Many come to God in times of trial and forget Him when things are good. Just as many people will make changes in their lives when confronted with illness but will revert to their former ways once healthy, so many people will call out to God and humble themselves before Him in difficult times, but forget about God when He blesses them. God does not take well to people forgetting Him; He condemned Israel for forsaking Him when things went well for them (cf. Hosea 4:6), but rewards those who remember Him not just in their afflictions but also in times of prosperity (Psalm 103:2-5). We must realize that God has a plan for our lives, and is not a mere insurance plan (Ephesians 3:11)!

Sin leads to death. Newspapers are filled with obituaries noting people who have finally lost their battle with physical illnesses. We must remember, however, the real source of death, as it is written in Romans 5:12:

Therefore, as through one man sin entered into the world, and death through sin; and so death passed unto all men, for that all sinned.

Death is the consequence of sin. Paul is not teaching that we are sinful from birth, of course, but that death is in the world because sin is present. Unless Christ returns in our lifetimes, the death of each and every one of us is inevitable. The question, in the end, is whether we will die the second death or not. For, as it is written in 1 Corinthians 15:21-22:

For since by man came death, by man came also the resurrection of the dead. For as in Adam all die, so also in Christ shall all be made alive.

Although death came into the world by one man’s misdeed, by Jesus’ ultimate sacrifice, we can be made alive again in the resurrection.

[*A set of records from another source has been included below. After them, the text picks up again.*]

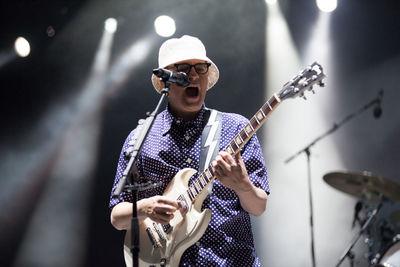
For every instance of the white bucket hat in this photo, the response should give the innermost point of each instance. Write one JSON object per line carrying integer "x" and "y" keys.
{"x": 185, "y": 48}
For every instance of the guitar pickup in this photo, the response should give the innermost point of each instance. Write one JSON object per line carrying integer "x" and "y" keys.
{"x": 151, "y": 237}
{"x": 167, "y": 228}
{"x": 159, "y": 232}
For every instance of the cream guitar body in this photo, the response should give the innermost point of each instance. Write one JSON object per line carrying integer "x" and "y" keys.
{"x": 164, "y": 245}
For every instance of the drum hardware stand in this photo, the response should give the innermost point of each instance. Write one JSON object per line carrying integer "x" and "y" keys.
{"x": 130, "y": 177}
{"x": 306, "y": 150}
{"x": 348, "y": 252}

On the other hand, we ought to heed the warning of Revelation 21:8:

But for the fearful, and unbelieving, and abominable, and murderers, and fornicators, and sorcerers, and idolaters, and all liars, their part shall be in the lake that burneth with fire and brimstone; which is the second death.

While physical illness may lead to physical death, we must take every care to make sure that sin does not lead to our spiritual death!

Illness is never fun, be it physical ailment or the sin that so easily besets us (Hebrews 12:1). Nevertheless, just as we must learn from physical illness that we must take care of our bodies, we must learn that because of sin we must be diligent to present ourselves to God as obedient servants of Him (cf. 2 Timothy 2:15, Romans 6). We must always remember that we are not above spiritual illness, just as we are always prone to physical illness. We are never truly healed; we are always recovering sinners (Luke 5:31-32). Let us in all humility seek after healing from our Physician!